El Departamento de Hacienda y Finanzas de Guipúzcoa espera tener en un plazo de dos meses más datos sobre el fraude en la oficina tributaria de Irún. A mediados de septiembre decidió ampliar la investigación y empezó a inspeccionar 150 nuevos expedientes tramitados entre 1991 y 2001. Tomó esta decisión al entender que existen "indicios más que razonables" para pensar que en ese tiempo se pudieron dar situaciones irregulares. La Diputación se ha remontado a principios de los años noventa porque fue entonces cuando José María Bravo, el principal imputado en el caso, se hizo cargo de la dirección de la oficina de la localidad fronteriza.
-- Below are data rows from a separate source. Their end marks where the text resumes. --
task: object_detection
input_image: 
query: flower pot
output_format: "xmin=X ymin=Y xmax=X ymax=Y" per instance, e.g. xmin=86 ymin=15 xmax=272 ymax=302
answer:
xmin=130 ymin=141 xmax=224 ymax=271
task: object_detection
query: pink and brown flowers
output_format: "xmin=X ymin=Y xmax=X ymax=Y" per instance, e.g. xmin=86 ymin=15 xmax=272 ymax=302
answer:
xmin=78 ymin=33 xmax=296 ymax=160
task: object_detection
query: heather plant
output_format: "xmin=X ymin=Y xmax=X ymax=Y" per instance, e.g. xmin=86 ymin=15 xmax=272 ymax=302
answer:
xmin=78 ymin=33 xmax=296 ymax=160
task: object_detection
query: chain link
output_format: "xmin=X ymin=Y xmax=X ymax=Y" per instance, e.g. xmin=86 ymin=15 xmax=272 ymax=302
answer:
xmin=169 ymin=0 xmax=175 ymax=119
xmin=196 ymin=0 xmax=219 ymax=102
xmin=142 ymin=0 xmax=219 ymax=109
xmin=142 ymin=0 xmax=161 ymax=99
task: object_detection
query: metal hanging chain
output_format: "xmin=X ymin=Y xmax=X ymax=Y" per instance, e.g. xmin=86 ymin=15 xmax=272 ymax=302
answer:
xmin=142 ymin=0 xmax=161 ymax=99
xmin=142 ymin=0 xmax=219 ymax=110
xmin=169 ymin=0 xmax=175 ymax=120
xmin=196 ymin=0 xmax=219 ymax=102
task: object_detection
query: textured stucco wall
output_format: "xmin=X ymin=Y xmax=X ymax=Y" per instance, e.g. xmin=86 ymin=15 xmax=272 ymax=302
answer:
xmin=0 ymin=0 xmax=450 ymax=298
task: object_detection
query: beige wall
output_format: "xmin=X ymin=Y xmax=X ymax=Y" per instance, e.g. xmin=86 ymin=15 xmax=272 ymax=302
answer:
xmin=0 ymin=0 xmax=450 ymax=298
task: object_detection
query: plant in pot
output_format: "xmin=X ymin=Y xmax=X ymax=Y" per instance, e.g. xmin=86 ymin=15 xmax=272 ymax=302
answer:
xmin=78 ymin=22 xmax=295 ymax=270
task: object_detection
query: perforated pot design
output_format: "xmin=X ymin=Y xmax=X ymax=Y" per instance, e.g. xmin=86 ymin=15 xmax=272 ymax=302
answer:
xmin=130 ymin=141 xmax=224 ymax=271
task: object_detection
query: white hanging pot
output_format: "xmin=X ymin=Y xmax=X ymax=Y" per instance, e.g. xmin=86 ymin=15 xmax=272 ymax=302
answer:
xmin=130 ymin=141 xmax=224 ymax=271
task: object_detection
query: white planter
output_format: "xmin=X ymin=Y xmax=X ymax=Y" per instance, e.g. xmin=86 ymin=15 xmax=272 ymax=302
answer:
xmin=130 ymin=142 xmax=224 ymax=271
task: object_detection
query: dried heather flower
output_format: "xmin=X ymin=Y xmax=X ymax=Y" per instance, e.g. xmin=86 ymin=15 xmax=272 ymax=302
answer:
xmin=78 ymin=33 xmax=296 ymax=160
Siete funcionarios trabajan ahora en la investigación de la estafa, según detalló ayer el diputado de Hacienda, Pello González. Dos de ellos se dedican a tiempo completo a revisar los 150 expedientes citados, que no fueron incluidos en la investigación inicial de la Fiscalía, pero que serán remitidos al Ministerio Público si la Diputación encuentra irregularidades. El resto del equipo colabora con la Fiscalía y la juez del caso para aclarar cuestiones técnicas.

Otros dos contribuyentes testificaron ayer que realizaron pagos al ex director de la Hacienda de Irún, quien supuestamente se embolsó el dinero. M. J. L. tenía una deuda de 222.000 euros. Habló con Bravo y éste le dijo que le pagara en efectivo y en varios plazos 101.570 euros. Tras el abono, la funcionaria Pilar Gracenea, otra de las imputadas, dio de baja la deuda por insolvencia, según indicaron fuentes cercanas al caso. A M. R. G. le notificaron una deuda de 144.000 euros y entregó un cheque por valor de 30.000 a Bravo. Esta cantidad fue a parar a Ulki, una sociedad que pertenecía al propio Bravo y a su socio Pedro María Atristain, también imputado.

* Este artículo apareció en la edición impresa del miércoles, 24 de octubre de 2007.